Glenmore
- Founded:: 1888
- County:: Kilkenny
- Colours:: Green and Gold
- Grounds:: Glenmore
- Coordinates:: 52°20′38″N 7°03′36″W﻿ / ﻿52.344°N 7.06°W

Playing kits
| Standard colours |

Senior Club Championships
|  | All Ireland | Leinster champions | Kilkenny champions |
| Football: | 0 | 0 | 20 |
| Hurling: | 1 | 2 | 5 |

= Glenmore GAA =

Gaelic games club in County Kilkenny, Ireland

Glenmore is a Gaelic Athletic Association club situated in the south of County Kilkenny, Ireland. The club was founded in 1888 and has achieved hurling success at county, provincial and national level. Glenmore has also provided the Kilkenny intercounty team with several top players.

==History==
Glenmore first distinguished itself in Kilkenny on the football field, and it was only in the 1940s that hurling started to take over. Early success came in 1953, when the hurlers won the County Junior Championship. By the 1960s, Glenmore were among the top sides in the county, narrowly losing out to Bennettsbridge in the 1960 and 1964 county finals. Things soon took a turn for the worse, however, when the club was relegated to Junior status in 1967. They reached the final at that grade in 1968, but lost out to Johnstown. Glenmore finally broke back into the senior grade in 1980, winning the double of junior and Under 21 (Roinn A) championships.

Glenmore went from strength to strength in the 1980s, and finally reached their first Kilkenny Senior Hurling Championship final in 1987. They met Ballyhale Shamrocks in the final, and claimed the Tom Walsh Cup for the first time with a victory, 4-10 to 3-9. Glenmore were back in the final again in 1989, but Shamrocks got revenge for the 1987 defeat, despatching Glenmore with a score 2-11 to 1-13. A second county title came in 1990, when they got the better of Clara, champions from 1986, with a score 3-15 to 2-6. This gave the club a shot at the Leinster Senior Club Hurling Championship title, and they duly collected their medals after defeating Camross from Laois. Glenmore then secured a place in the All-Ireland Senior Club Hurling Championship final, and managed to win the biggest prize in the game after defeating Patrickswell from Limerick 1-13 to 0-12. Ray Heffernan captained the All-Ireland winning side, which featured such Glenmore legends as Eddie O'Connor, Eddie Aylward, Liam Walsh, Christy Heffernan, Willie O'Connor, Denis Mullally and Michael Phelan.

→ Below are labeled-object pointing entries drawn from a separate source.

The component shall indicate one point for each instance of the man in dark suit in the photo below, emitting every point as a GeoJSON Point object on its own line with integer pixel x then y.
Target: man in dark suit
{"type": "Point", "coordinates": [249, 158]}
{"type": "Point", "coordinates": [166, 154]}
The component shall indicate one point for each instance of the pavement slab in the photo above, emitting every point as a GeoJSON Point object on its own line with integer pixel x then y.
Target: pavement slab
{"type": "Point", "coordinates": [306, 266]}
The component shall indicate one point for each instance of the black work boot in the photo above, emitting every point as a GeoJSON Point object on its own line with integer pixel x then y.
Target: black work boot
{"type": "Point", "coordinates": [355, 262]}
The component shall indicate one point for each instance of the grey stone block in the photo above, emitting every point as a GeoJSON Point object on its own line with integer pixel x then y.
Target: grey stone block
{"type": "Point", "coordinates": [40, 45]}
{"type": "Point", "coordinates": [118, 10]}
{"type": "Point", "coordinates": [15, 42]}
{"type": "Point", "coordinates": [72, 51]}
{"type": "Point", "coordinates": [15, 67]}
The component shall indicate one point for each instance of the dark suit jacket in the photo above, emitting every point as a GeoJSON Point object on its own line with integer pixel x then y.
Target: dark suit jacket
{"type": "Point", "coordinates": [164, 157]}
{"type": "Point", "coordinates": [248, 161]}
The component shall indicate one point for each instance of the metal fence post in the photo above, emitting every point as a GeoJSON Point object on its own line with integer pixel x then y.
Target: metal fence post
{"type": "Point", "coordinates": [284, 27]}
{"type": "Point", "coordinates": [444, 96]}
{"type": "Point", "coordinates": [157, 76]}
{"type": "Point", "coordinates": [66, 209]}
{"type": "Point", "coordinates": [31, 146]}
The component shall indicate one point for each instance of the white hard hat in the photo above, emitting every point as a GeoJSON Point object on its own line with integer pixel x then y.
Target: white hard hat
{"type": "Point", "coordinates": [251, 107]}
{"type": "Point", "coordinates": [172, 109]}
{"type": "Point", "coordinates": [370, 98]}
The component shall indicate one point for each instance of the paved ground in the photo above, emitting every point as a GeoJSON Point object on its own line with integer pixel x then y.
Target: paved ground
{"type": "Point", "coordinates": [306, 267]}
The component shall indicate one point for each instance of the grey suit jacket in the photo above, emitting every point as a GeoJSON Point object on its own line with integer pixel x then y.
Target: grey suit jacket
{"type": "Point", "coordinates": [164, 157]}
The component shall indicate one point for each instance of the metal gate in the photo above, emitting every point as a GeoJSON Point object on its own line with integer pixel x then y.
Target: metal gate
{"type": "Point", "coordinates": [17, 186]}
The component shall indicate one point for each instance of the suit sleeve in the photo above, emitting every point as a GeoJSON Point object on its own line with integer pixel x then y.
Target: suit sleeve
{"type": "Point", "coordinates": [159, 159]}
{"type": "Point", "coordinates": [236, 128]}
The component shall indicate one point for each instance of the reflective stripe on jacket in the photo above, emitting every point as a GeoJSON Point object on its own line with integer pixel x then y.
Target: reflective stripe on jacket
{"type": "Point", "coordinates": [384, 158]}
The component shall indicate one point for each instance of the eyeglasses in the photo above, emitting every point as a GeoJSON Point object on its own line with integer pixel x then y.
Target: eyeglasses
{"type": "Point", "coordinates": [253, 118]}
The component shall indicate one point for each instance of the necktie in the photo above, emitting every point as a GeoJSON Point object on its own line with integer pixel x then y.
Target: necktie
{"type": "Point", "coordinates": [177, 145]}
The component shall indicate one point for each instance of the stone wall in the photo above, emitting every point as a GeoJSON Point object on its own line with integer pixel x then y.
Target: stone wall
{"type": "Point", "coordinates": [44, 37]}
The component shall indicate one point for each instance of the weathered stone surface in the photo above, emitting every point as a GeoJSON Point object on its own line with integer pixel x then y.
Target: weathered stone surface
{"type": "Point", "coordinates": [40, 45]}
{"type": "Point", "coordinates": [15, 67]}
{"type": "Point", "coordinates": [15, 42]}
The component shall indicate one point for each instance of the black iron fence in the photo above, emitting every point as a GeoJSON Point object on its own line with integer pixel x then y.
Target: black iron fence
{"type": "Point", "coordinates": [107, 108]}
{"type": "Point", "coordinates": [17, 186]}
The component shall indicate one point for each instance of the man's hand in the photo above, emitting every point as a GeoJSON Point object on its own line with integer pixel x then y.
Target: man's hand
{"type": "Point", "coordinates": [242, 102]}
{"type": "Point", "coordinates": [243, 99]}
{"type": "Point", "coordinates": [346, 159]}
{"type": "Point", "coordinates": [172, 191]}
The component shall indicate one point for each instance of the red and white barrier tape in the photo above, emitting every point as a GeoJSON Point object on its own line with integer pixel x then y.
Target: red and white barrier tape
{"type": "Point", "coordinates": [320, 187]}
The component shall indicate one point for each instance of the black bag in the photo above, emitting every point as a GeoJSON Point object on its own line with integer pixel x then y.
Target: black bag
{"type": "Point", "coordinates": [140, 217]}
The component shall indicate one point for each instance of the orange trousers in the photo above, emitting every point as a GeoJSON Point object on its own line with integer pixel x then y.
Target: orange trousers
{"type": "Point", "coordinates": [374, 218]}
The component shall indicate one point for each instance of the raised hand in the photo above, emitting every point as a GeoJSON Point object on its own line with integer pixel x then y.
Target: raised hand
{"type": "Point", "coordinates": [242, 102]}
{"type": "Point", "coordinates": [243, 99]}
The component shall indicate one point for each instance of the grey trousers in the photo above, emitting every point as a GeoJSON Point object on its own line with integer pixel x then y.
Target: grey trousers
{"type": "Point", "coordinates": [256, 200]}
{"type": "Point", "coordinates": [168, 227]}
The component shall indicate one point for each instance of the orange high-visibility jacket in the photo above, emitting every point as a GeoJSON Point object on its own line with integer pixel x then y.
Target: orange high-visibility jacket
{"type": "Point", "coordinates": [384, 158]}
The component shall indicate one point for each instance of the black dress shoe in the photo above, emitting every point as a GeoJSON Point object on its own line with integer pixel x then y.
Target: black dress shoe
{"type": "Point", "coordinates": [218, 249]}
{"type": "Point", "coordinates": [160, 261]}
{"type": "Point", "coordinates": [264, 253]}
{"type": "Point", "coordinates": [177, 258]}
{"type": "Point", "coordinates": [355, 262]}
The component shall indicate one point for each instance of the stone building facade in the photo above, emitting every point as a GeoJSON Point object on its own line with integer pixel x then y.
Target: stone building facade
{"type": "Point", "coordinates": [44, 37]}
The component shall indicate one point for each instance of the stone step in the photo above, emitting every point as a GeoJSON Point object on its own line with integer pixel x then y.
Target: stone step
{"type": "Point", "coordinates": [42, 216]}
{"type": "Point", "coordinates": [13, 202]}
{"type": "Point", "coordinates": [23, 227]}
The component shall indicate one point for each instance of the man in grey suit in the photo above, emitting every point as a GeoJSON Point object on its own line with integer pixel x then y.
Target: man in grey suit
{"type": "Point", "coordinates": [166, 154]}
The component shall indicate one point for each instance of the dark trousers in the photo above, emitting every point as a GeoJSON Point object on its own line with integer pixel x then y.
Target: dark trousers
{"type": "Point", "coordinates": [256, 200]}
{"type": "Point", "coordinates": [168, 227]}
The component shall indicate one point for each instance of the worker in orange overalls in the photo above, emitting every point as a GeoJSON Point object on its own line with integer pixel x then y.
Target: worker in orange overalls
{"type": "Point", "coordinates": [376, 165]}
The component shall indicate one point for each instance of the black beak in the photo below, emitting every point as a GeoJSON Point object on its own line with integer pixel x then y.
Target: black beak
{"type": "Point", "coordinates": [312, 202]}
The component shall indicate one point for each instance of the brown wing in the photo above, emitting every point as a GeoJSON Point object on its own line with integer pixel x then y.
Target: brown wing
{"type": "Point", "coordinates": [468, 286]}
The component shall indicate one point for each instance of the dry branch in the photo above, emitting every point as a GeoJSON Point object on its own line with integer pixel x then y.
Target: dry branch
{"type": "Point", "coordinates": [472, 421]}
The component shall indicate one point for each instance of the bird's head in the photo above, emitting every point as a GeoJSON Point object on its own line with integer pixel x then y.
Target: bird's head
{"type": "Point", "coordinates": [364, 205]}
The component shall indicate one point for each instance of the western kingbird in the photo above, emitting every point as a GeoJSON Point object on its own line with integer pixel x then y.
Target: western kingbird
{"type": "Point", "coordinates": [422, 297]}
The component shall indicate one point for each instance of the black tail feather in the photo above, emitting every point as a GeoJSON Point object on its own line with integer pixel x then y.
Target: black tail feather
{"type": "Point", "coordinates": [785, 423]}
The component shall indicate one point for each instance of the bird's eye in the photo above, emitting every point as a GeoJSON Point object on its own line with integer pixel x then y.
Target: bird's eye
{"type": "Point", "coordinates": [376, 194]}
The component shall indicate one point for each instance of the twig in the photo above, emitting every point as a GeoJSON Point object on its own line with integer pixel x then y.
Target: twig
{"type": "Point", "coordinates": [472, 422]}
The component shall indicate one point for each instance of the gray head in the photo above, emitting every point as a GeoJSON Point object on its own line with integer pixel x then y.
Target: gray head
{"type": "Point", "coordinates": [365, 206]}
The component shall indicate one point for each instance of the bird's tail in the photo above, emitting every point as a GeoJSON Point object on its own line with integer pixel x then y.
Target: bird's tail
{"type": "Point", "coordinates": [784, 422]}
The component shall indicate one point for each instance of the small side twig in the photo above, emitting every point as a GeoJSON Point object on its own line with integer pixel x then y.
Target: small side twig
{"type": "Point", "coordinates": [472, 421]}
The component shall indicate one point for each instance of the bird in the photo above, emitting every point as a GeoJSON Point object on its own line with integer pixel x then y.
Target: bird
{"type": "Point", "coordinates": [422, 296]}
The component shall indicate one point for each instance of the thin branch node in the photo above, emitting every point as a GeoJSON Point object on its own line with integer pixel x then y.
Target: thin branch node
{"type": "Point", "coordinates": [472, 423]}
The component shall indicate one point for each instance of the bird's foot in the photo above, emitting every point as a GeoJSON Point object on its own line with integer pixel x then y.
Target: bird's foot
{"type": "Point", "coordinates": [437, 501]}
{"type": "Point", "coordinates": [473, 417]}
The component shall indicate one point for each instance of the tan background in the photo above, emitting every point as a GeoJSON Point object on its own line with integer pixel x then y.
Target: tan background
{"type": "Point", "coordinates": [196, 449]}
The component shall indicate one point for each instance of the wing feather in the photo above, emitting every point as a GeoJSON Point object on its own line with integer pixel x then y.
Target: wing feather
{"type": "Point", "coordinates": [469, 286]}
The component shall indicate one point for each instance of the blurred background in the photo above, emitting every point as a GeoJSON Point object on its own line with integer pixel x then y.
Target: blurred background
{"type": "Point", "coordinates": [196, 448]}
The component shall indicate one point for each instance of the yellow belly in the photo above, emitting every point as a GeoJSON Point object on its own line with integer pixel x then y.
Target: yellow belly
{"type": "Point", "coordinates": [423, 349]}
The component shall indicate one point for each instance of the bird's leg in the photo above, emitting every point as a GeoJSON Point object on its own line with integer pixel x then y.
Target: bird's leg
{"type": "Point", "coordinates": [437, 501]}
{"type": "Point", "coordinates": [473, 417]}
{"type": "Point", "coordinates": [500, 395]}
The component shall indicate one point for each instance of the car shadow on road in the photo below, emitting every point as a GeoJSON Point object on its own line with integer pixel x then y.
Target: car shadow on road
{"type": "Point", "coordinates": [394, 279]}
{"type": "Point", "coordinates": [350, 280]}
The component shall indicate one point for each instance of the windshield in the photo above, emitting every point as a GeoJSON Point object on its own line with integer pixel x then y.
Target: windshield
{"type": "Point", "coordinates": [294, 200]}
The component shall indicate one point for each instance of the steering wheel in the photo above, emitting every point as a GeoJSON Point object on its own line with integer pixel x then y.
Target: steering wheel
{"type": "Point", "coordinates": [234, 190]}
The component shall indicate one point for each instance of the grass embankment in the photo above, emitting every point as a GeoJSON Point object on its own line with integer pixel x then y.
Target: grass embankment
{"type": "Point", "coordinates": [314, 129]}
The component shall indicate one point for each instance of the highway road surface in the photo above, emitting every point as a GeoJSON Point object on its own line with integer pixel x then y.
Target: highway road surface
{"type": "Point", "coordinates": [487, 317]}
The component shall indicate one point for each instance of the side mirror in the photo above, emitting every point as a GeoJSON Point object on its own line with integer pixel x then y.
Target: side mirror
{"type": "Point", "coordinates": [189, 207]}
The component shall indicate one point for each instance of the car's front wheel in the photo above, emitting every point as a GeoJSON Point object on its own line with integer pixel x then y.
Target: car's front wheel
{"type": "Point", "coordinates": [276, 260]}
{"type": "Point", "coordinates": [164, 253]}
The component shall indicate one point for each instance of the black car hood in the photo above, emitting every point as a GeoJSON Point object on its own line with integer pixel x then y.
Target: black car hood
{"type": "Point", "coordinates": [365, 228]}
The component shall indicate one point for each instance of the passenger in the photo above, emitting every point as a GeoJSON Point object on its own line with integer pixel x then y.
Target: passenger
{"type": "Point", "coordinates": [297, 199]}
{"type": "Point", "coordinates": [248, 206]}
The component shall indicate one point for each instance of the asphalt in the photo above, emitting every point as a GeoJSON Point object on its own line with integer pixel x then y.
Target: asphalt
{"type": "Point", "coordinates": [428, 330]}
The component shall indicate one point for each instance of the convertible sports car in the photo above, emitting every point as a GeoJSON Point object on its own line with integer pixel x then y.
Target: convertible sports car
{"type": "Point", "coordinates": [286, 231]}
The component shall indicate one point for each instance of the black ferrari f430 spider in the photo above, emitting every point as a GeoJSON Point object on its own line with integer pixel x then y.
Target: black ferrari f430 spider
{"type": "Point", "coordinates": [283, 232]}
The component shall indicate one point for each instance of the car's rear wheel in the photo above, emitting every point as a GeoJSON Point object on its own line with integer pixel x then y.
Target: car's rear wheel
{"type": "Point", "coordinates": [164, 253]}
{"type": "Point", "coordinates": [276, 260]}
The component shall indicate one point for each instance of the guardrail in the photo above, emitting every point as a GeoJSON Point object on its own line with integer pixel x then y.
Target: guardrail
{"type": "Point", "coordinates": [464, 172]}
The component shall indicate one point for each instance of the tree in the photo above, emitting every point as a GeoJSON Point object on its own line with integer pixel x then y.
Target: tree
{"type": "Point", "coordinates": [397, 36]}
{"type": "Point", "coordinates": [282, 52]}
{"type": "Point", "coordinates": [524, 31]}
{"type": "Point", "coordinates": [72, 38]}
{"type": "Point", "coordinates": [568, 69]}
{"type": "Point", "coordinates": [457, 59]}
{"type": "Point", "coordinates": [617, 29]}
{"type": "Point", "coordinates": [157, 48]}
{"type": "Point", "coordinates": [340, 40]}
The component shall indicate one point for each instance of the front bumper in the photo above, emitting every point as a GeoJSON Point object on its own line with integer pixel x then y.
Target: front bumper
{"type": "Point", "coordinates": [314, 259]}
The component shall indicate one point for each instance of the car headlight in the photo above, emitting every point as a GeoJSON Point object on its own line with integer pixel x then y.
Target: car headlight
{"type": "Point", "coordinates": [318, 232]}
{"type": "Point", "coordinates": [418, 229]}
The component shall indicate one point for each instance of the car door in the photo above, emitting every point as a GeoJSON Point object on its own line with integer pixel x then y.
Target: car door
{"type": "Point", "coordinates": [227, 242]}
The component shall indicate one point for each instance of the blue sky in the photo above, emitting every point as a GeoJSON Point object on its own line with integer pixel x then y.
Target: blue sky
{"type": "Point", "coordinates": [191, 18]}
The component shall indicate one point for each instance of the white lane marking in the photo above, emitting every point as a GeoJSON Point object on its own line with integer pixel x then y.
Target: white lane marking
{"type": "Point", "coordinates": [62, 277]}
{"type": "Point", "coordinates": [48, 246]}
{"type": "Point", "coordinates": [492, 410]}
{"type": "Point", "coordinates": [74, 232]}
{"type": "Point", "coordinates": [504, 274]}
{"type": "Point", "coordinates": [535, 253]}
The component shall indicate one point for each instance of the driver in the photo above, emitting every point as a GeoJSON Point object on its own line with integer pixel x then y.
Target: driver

Glenmore took their third county championship in 1992, seeing off Tullaroan 1-14 to 2-6. They added their fourth in 1995 with a 3-19 to 1-14 win against Fenians, and soon added a second Leinster medal to their collection. They did not book a date in the final, however, losing out to Ulster champions Dunloy from Antrim. Glenmore won their fifth and final county title in 1999, defeating Graigue-Ballycallan by 1-14 to 2-8.

Glenmore lost their senior status in 2005, losing out in a relegation play-off against Fenians.

In 2014, Glenmore lost their Intermediate Status losing in a relegation playoff to Conahy Shamrocks by 2-22 to 3-16.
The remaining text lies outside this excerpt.